I manually triggered the agent at 15:02. I didn't notice the scheduled run was set for 15:00 with the usual few-minute delay. Both runs started within two minutes. Both read the same backlog. Both built the same next item.
The first run finished, pushed its branch, Action ran, merged. Feature live.
The second run finished a few minutes later. Pushed its own branch. Action ran. Build passed. Merge step failed — paths already taken. Action opened an issue: Merge conflict in claude/run-<timestamp>.
No damage. The first run's work was safe in main. The second run's duplicate work was rejected at the gate. I deleted the orphan branch manually and moved on.
I could have made the agent itself idempotent. Locks, queues, coordination logic. That's expensive to design and easy to get subtly wrong.
Instead, the merge step refuses collisions. Cheap. Simple.

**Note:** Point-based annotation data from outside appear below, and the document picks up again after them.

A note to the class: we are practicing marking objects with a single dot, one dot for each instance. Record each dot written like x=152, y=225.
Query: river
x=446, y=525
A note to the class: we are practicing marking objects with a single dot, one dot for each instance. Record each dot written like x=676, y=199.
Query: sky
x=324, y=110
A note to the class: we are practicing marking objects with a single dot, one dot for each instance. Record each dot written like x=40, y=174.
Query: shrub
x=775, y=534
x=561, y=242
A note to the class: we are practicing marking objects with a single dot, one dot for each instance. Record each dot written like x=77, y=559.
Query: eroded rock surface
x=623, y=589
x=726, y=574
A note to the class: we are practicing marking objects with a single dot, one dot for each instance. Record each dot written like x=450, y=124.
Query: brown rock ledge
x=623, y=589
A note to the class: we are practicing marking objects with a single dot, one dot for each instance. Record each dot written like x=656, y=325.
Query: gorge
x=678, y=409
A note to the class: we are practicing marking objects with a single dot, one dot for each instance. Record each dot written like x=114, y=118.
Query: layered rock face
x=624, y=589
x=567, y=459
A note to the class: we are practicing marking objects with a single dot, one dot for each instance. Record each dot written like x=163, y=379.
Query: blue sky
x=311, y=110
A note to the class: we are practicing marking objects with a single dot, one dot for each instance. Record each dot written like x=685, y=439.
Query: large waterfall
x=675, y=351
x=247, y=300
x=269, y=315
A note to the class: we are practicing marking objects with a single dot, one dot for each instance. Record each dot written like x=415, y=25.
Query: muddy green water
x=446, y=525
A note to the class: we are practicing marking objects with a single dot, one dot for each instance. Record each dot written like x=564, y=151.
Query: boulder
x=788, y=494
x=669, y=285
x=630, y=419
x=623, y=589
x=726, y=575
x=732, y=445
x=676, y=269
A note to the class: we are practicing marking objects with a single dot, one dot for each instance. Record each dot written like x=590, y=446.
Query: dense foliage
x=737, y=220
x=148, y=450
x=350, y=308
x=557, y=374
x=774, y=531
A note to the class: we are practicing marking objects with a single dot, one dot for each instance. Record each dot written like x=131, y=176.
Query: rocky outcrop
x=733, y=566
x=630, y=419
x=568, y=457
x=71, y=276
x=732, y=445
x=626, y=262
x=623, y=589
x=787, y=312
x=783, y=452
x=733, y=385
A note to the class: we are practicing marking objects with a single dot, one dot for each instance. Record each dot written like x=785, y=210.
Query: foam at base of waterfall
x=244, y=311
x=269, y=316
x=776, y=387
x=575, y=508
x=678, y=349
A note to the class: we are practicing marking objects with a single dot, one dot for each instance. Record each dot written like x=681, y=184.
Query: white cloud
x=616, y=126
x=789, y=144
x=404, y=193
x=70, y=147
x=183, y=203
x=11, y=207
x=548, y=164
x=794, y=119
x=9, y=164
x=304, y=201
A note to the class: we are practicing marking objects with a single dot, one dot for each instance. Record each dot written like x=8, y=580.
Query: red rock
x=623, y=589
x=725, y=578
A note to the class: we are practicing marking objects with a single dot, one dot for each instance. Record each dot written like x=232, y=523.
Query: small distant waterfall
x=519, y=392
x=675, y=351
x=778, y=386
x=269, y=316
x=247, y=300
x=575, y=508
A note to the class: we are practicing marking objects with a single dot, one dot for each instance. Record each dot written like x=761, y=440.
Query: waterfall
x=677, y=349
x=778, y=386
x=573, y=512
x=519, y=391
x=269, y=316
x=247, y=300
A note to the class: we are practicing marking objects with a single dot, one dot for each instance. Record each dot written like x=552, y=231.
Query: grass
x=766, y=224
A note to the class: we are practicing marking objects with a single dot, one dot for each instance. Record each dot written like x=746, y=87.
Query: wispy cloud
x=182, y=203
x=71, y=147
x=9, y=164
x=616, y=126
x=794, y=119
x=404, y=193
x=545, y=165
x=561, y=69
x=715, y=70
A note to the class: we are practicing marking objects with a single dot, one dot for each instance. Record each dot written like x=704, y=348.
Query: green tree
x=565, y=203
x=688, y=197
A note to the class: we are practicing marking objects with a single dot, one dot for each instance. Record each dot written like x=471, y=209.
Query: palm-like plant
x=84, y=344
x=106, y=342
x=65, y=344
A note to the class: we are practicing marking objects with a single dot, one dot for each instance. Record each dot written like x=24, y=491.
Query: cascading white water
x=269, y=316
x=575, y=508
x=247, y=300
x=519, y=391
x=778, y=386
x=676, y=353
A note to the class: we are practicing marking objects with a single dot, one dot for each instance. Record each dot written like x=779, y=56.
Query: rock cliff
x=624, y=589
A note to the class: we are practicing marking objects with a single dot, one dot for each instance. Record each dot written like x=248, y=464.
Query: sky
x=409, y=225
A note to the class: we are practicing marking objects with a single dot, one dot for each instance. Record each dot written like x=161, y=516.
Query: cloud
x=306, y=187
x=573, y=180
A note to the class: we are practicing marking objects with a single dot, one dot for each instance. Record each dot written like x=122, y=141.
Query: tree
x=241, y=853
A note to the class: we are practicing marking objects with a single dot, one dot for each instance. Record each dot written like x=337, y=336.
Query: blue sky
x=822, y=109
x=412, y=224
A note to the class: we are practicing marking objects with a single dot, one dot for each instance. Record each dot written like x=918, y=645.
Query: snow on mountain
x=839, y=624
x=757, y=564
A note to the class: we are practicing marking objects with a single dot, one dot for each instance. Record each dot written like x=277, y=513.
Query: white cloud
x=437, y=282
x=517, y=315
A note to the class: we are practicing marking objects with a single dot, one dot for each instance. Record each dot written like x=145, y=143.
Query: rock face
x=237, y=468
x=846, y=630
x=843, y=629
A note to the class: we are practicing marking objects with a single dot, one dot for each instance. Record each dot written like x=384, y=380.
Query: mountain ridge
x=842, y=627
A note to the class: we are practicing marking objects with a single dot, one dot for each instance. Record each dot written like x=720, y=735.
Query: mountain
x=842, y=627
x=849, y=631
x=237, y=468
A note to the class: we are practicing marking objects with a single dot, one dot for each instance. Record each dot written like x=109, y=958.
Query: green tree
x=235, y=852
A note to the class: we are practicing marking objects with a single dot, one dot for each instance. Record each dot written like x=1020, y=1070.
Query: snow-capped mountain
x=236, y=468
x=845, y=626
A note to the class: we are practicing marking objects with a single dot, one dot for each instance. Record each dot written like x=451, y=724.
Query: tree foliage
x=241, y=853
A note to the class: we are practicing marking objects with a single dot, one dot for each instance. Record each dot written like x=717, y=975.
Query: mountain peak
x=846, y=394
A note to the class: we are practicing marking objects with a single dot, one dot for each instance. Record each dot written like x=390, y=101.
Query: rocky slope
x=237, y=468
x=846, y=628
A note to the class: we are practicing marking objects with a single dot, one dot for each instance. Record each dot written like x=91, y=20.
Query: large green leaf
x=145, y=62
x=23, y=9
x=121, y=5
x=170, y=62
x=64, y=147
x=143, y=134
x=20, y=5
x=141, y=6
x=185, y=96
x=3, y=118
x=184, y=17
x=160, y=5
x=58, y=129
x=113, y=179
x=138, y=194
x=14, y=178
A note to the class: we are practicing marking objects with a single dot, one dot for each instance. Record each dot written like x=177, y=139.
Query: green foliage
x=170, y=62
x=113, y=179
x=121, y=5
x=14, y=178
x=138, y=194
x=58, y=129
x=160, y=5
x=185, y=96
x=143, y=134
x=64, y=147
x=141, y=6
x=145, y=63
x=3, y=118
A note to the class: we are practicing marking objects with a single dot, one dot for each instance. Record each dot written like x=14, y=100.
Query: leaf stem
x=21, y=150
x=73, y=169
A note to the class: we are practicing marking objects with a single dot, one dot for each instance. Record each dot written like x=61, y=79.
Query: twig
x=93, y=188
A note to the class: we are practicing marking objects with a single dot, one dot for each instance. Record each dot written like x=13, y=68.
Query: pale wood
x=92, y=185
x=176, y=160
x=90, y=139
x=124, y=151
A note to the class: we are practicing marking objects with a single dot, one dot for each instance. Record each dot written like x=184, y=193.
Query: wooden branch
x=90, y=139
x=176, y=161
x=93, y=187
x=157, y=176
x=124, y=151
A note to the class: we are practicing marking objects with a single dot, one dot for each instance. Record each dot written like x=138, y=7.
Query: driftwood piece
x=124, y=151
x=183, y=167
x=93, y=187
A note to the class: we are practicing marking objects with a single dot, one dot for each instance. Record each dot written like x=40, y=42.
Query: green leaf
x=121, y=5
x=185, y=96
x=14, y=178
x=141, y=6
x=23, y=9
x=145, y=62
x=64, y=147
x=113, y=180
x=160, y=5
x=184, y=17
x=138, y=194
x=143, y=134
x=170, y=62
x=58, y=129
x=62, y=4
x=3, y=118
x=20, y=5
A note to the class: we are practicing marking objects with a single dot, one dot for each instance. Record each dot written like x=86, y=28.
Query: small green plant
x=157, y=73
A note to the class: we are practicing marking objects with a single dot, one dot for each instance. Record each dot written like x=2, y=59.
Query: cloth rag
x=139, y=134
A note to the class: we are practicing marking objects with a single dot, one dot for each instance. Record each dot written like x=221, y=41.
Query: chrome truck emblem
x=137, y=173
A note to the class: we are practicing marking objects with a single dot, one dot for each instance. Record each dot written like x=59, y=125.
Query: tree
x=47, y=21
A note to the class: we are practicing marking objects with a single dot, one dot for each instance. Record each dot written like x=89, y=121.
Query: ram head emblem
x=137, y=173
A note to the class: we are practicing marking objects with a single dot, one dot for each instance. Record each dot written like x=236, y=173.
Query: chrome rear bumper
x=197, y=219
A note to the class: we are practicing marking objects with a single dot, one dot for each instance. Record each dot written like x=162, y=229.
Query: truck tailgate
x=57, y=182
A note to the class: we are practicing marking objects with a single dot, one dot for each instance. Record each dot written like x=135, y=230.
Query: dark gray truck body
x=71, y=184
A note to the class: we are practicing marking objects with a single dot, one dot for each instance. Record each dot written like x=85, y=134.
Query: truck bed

And robust to every race condition I haven't thought of yet — they all hit the same gate.
Detection at the boundary beats correctness everywhere upstream.
What's actually changed
A month ago, my model of AI in development was "the AI helps me code". Pair programming. Reviewing each commit. Always in the loop.
It's different now. "The AI ships code while I sleep." I'm at the perimeter. Watching for signals that something needs my attention.
The agent ships. CI catches failures. GitHub issues notify me when something needs eyes. I check the inbox in the morning. Sometimes I intervene. Most days I don't.
What I work on shifted too. I write fewer prompts. I think more about three questions:
- What can the agent do without me?
- When it goes wrong, how will I know?
- When I know, what tools do I have to recover?
Prompts are short and stable. Observability is where the engineering goes now. Escape hatches are the architecture.
The live result is at rivocalc.com — a calculator aggregator built and maintained autonomously. The calculators themselves aren't the interesting part. What's interesting is that nobody's writing them by hand.
Stack: Next.js 16.2, TypeScript, Tailwind v4, Vercel, Claude Code Routines, GitHub Actions.
If you're building something similar and you've hit different walls, I'd like to read about them. Most of this is still being learned in the open.